Der unterirdische Schaz in Überlingen
Überlingen war ehedem eine freie deutsche Reichsstadt und als solche wolbewert mit Türmen, Mauern u. Gräben. Noch jezt stet mancher alte Turm als grauer Zeuge der frühern Werhaftigkeit, da u. dort sind auch noch Überreste der Schuzmauern u. die alten, die Stadt ringsumgebenden Festungsgräben, welche aus dem Molassefels gehauen sind, wurden zu hübschen Anlagen u. Spaziergängen umgewandelt u. bilden jezt eine Zierde der Stadt.
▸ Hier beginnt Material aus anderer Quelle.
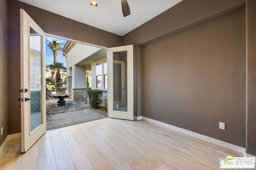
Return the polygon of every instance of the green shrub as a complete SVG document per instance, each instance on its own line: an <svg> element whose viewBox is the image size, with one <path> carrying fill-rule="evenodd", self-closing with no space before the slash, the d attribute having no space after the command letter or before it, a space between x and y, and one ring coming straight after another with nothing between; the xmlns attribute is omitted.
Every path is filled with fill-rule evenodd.
<svg viewBox="0 0 256 170"><path fill-rule="evenodd" d="M52 86L52 90L53 92L56 92L56 88L55 86Z"/></svg>
<svg viewBox="0 0 256 170"><path fill-rule="evenodd" d="M92 108L99 108L102 103L102 91L99 90L88 90L90 105Z"/></svg>
<svg viewBox="0 0 256 170"><path fill-rule="evenodd" d="M108 111L108 100L106 99L103 99L103 104L104 104L104 108L106 111Z"/></svg>
<svg viewBox="0 0 256 170"><path fill-rule="evenodd" d="M30 91L30 111L36 113L41 111L41 91Z"/></svg>

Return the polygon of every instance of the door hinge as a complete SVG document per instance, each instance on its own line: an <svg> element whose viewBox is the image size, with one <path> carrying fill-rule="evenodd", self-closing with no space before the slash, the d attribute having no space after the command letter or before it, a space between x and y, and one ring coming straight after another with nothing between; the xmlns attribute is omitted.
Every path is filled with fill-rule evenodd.
<svg viewBox="0 0 256 170"><path fill-rule="evenodd" d="M31 99L32 99L32 98L29 99L28 98L25 98L25 102L27 102L28 100L31 100Z"/></svg>

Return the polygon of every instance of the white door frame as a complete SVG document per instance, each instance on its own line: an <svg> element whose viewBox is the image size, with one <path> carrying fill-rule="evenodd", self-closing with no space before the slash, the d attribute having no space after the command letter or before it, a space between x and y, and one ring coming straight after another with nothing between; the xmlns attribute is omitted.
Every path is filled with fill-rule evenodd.
<svg viewBox="0 0 256 170"><path fill-rule="evenodd" d="M113 54L114 52L127 51L127 111L114 110ZM133 120L133 45L109 48L108 50L108 117Z"/></svg>
<svg viewBox="0 0 256 170"><path fill-rule="evenodd" d="M46 131L45 33L22 9L20 14L20 82L21 150L26 152ZM41 37L41 123L31 131L30 29L31 27ZM25 89L28 89L27 92ZM23 92L22 91L23 91ZM33 99L32 99L33 100Z"/></svg>

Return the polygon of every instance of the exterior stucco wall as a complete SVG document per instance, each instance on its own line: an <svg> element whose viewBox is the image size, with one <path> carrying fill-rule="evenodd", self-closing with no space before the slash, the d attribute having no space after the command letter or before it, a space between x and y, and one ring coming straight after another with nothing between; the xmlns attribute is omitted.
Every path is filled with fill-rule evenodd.
<svg viewBox="0 0 256 170"><path fill-rule="evenodd" d="M83 61L101 49L101 48L77 43L68 54L68 68Z"/></svg>

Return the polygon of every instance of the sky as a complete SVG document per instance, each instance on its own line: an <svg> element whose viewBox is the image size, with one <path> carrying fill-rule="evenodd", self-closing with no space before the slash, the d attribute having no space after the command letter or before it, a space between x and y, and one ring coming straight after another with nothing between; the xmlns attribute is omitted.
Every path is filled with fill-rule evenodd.
<svg viewBox="0 0 256 170"><path fill-rule="evenodd" d="M49 45L49 42L52 42L53 40L56 41L59 43L61 47L63 48L64 45L67 42L66 40L64 39L59 39L58 38L54 38L51 37L46 36L45 40L45 63L46 64L53 64L53 53L52 52L47 45ZM65 67L67 66L67 64L66 62L66 58L62 56L62 51L60 50L60 51L57 51L58 53L58 56L57 56L57 62L63 63Z"/></svg>

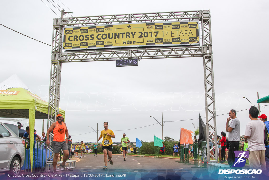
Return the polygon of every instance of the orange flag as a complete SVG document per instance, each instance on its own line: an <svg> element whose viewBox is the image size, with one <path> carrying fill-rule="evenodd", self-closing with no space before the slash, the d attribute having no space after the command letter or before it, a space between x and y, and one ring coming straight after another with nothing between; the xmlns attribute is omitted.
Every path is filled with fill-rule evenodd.
<svg viewBox="0 0 269 180"><path fill-rule="evenodd" d="M193 133L191 131L180 128L180 144L193 143L192 133Z"/></svg>

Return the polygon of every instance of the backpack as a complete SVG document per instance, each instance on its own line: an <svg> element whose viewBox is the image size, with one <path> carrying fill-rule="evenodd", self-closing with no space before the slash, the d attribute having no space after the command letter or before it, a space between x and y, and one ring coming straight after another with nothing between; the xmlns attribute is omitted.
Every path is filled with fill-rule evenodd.
<svg viewBox="0 0 269 180"><path fill-rule="evenodd" d="M268 131L266 128L266 126L264 124L264 145L266 146L268 146L269 145L269 134L268 133Z"/></svg>

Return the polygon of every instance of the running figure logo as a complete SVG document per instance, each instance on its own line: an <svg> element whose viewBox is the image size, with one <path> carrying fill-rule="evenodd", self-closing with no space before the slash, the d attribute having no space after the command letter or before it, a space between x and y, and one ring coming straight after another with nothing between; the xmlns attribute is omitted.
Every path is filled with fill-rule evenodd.
<svg viewBox="0 0 269 180"><path fill-rule="evenodd" d="M232 167L242 167L246 164L246 158L248 158L249 152L247 151L234 151L235 157L235 164Z"/></svg>

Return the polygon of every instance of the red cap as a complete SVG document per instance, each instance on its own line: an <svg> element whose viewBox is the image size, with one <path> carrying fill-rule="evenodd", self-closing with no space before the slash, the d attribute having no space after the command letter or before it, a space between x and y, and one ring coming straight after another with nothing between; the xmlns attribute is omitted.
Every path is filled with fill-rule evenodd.
<svg viewBox="0 0 269 180"><path fill-rule="evenodd" d="M264 114L263 114L261 115L260 116L259 116L258 117L260 117L262 119L267 119L267 116L266 115Z"/></svg>

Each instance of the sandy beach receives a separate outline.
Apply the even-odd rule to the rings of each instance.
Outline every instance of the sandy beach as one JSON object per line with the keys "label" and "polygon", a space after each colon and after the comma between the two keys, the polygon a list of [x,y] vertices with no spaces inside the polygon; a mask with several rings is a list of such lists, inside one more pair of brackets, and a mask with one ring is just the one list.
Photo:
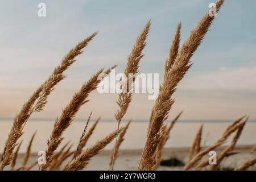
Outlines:
{"label": "sandy beach", "polygon": [[[250,145],[238,146],[234,151],[238,154],[228,157],[224,160],[220,165],[222,168],[234,168],[241,165],[246,159],[256,155],[256,153],[250,152],[253,146]],[[219,154],[225,146],[219,147],[216,150]],[[188,154],[189,150],[188,147],[165,148],[163,151],[163,159],[168,159],[170,158],[176,158],[183,163],[186,163],[188,160]],[[92,158],[85,170],[108,170],[110,150],[104,150],[99,155]],[[116,160],[114,169],[115,170],[136,170],[142,153],[141,150],[123,150],[119,153],[118,158]],[[23,154],[19,155],[17,159],[16,167],[19,168],[23,161]],[[37,160],[39,156],[37,154],[33,153],[28,161],[31,164]],[[208,156],[205,156],[205,159]],[[69,160],[68,159],[68,160]],[[67,161],[65,162],[67,162]],[[32,170],[37,170],[38,166],[34,167]],[[159,170],[182,170],[183,167],[166,167],[160,166]],[[9,168],[6,168],[8,169]],[[256,167],[253,166],[249,170],[256,170]]]}

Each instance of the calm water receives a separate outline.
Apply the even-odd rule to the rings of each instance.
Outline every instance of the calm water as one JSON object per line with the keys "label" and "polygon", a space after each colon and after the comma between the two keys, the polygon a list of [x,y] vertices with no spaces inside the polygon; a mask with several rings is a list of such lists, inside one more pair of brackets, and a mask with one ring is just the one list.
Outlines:
{"label": "calm water", "polygon": [[[203,145],[212,144],[221,136],[225,128],[231,122],[204,122],[203,134]],[[12,125],[12,121],[0,121],[0,151],[3,150],[5,142]],[[122,124],[126,124],[123,122]],[[200,122],[178,122],[171,133],[171,137],[166,144],[167,147],[188,147],[190,146],[193,138],[200,127]],[[92,122],[90,123],[91,125]],[[88,145],[92,144],[98,139],[107,135],[114,131],[117,126],[115,122],[102,121],[97,126],[94,133],[88,141]],[[89,126],[90,126],[89,125]],[[46,147],[46,140],[49,137],[53,126],[53,122],[46,121],[29,121],[24,128],[24,134],[22,137],[23,143],[20,148],[21,152],[24,152],[29,142],[31,136],[35,131],[37,134],[32,146],[33,152],[44,150]],[[73,122],[64,133],[64,142],[71,140],[76,146],[81,133],[85,126],[84,122]],[[146,122],[133,122],[131,123],[123,142],[122,149],[136,149],[143,147],[146,142],[146,134],[148,123]],[[229,138],[227,142],[230,141]],[[256,143],[256,122],[249,122],[246,123],[238,144],[253,144]],[[109,144],[106,148],[110,149],[113,144]]]}

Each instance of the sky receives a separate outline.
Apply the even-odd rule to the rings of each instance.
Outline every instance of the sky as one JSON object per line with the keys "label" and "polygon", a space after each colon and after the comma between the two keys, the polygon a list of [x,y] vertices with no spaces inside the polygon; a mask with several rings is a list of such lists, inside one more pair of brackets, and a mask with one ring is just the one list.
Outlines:
{"label": "sky", "polygon": [[[94,73],[118,64],[122,73],[136,38],[146,22],[151,26],[139,71],[159,73],[177,24],[183,43],[213,0],[0,1],[0,118],[12,118],[62,57],[94,31],[97,37],[65,72],[67,77],[34,118],[55,118]],[[39,3],[46,17],[38,16]],[[256,119],[256,1],[226,0],[210,30],[191,59],[193,66],[178,85],[170,118],[181,119]],[[112,119],[117,95],[93,92],[76,118]],[[125,119],[148,119],[154,103],[135,94]]]}

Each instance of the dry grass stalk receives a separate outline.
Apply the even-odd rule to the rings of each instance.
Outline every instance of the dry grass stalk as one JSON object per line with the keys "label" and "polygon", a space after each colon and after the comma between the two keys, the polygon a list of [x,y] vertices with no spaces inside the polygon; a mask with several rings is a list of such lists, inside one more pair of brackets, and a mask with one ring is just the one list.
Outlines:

An den Mauern u. in den Gräben trifft man mitunter eingefallene Gewelbe oder auch zugemauerte Tore, welche dereinst in unterirdische Gänge fürten, deren es vile gab; denn die einzelnen Festungstürme sollen auf dise Weise mit einander wie auch mit andern wichtigen Punkten der Stadt in Verbindung gestanden sein; so ist im Graben am Bärfüßertore in der Nähe der Bestlemüle noch eine Maueröffnung, durch die man mittelst eines Ganges zur sog. „Burg“, der ehemaligen Residenz des Alamannenherzogs Gunzo, gelangen konnte. Andere heimliche Gänge sollen unter der Stadt hinziehen biß an den See hinab und da u. dort mit Häusern in Verbindung sten. So soll im Münster eine geheime Treppe beim Hl. Dreikönig-Altar in ein unterirdisches Gewelbe hinabfüren. In disen unterirdischen Gängen sind – so erzälen noch heute alte Leute – seit unvordenklichen Zeiten ungeheure Schäze aufgehäuft, welche in Kriegsjaren dahin geflüchtet wurden, u. zwar in solcher Menge, daß die ganze Stadt, wenn sie dreimal verbrannte, dreimal wider aufgebaut werden konnte. Nur wenige Mitglider des Magistrats, der sog. Geheime Rat, kannte den Ort, wo der Schaz geborgen lag; allen Andern war er unbekannt. Heutzutage sind die unterirdischen Gewelbe u. Gänge größtenteils verschüttet u. die Zugangstore zugemauert.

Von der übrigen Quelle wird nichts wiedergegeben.